Für den Part des Schurken wählte Sergio Leone erneut Gian Maria Volénte, dessen schauspielerische Leistung in diesem Film noch etwas intensiver ist. Allerdings wirkt sein oft etwas übertriebenes Auftreten sehr überzogen und operettenhaft. Eben diese Übertreibung führte am Set von FÜR EIN PAAR DOLLAR mehr zu Schwierigkeiten zwischen Darsteller und Regisseur.
In einer Nebenrolle ist auch Klaus Kinski zu sehen, der hier aber einen eher untergeordneten Part spielt.
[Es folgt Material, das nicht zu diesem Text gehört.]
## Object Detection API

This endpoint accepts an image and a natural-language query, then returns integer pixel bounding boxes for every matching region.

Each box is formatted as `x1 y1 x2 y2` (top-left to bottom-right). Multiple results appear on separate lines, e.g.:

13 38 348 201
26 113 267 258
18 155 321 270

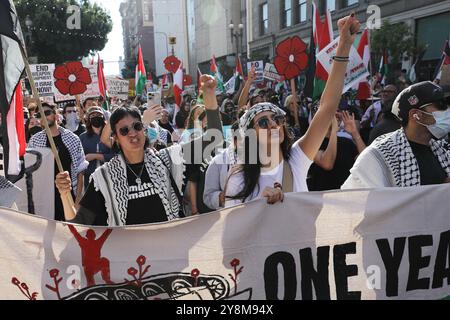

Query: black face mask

Dennoch holt er einiges aus der Rolle eines buckligen Bandenmitglieds heraus.
Wie schon bei seinem Vorgänger wurde auch an FÜR EIN PAAR DOLLAR mehr mit einer intensiven Restauration nicht gespart. Der Film erscheint, ähnlich wie EINE HANDVOLL DOLLAR, in seiner vollen Länge und in einem Glanz, der richtig Spaß macht. Die Bildqualität liegt auf einem ähnlichen Niveau wie der erste DOLLAR-Film, wirkt aber auf weiter Strecken sogar etwas besser. Die erdigen Farben, ein sehr guter Kontrast und eine gute Schärfe lassen das Bild sehr plastisch erscheinen.
Auch die Extras ähneln dem Vorgänger, sind allerdings etwas knapper ausgefallen. Der Audiokommentar von Sir Christopher Frayling steckt erneut voller interessanter Informationen, die er auf der zweiten DVD noch etwas vertieft. Etwas kurz ausgefallen ist das Interview mit Clint Eastwood. Sehr interessant sind die Features über die Restauration des Films, die zeigt, wie intensiv die Leute bei MGM/UA und TLE Films an dem Projekt gearbeitet haben.
FÜR EIN PAAR DOLLAR MEHR bietet eine sehr solide Qualität, die dem DVD-Fan einfach nur Spaß macht. Die Restauration lässt kaum Wünsche offen und auch die Umsetzung auf DVD kann gefallen. Es hat lange gedauert bis FÜR EINE HANDVOLL DOLLAR und FÜR EIN PAAR DOLLAR MEHR in Deutschland auf DVD erschienen sind. Das Warten hat sich auf alle Fälle gelohnt.
Die beiden Filme sind auch als einzelne Doppel-DVDs erschienen.